Understanding these languages from a performance perspective is important to me, as it impacts the design of Whiley. So, I thought I’d highlight the main strands from that article and the subsequent discussions, and also add a few points I think were missed:
- Memory Usage. Accessing RAM has become relatively slow as CPU performance has increased and, hence, memory utilisation is extremely important in practice. Java fairs quite badly on this front since: a) every object occupies at least 8 bytes; b) you can’t stack allocate objects; c) the commonly used collections library forces most things to be an object. Also, arrays of objects in Java are really arrays of references and, hence, cannot be allocated contiguously — which hurts cache performance.
- Garbage Collection. This is a common complaint against Java performance. With explicit explicit memory management in C++, you can tightly control the process of allocating and deallocating memory. This means, for example, large chunks can be allocated up front and pooled. And, also, that long-lived memory imposes minimal overhead. However, there is one C++ performance problem I have encountered here: memory fragmentation. The garbage collector is constantly compacting used memory into a contiguous block — which can really help performance. In contrast, for long running applications in C++, memory can become severely fragmented which affects both allocation time and cache performance. Particularly if the amount of allocated memory at any one time fluctuates significantly.
- Language Specification. The Java Language Specification is much more specific on the order in which Java programs are executed. For example, that expressions are always executed in left-to-right fashion. In C++, there is more flexibility in terms of implementation — which makes things harder to debug, but also gives the compiler more freedom. Personally, I think the Java Language Spec is really a step in the right direction to ensuring software quality (i.e. that there are no unexpected surprises), so I’d be happy to live with this cost.
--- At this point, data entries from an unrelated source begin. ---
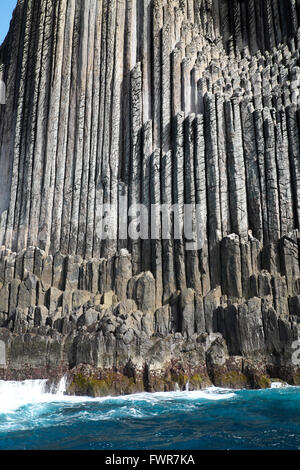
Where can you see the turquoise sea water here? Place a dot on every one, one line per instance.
(213, 419)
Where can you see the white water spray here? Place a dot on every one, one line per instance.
(14, 395)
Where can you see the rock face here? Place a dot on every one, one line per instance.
(151, 102)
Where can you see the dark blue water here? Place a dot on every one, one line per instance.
(213, 419)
- Execution Model. There are advantages to using a Virtual Machine with Just-In-Time compilation (i.e. Java), compared with a static compilation model (i.e. C++). In particular, a virtual machine can optimise according to the current workload of the program. In contrast, a static compilation model has to guess ahead-of-time what the workload will be, and where optimisation should be focused. This causes problems because some optimisations (e.g. inlining) negatively impact performance if used pervasively. To combat this, modern C++ compilers now support profile guided optimisation which helps mitigate this. Nevertheless, on long running programs which have varying and unpredictable workload behaviour, the JIT should (in theory, at least) have an advantage. Web applications might be one area where this holds true, although it’s unclear to me how well current JIT’s adapt to changing workloads (i.e. will they actually undo an optimisation when it no longer makes sense?).
My general feeling is that performance remains a critical issue for language design. Many people say “machines are fast enough” or that “with a sufficiently smart compiler…“, etc. In practice, these things never come to pass because the goalposts themselves are moving. For example, web applications must routinely scale up to millions of hits a day (or more), compared with tens of thousands only a few years ago. And, in the future, we’ll demand even more.
Finally, the focus on memory utilisation as a fundamental performance bottleneck makes me question the future of pure object-oriented languages. Today, these language appear to be back in vogue (e.g. Scala, Ruby, etc). But, I just wonder whether these languages will be able to deliver the performance needed for the future …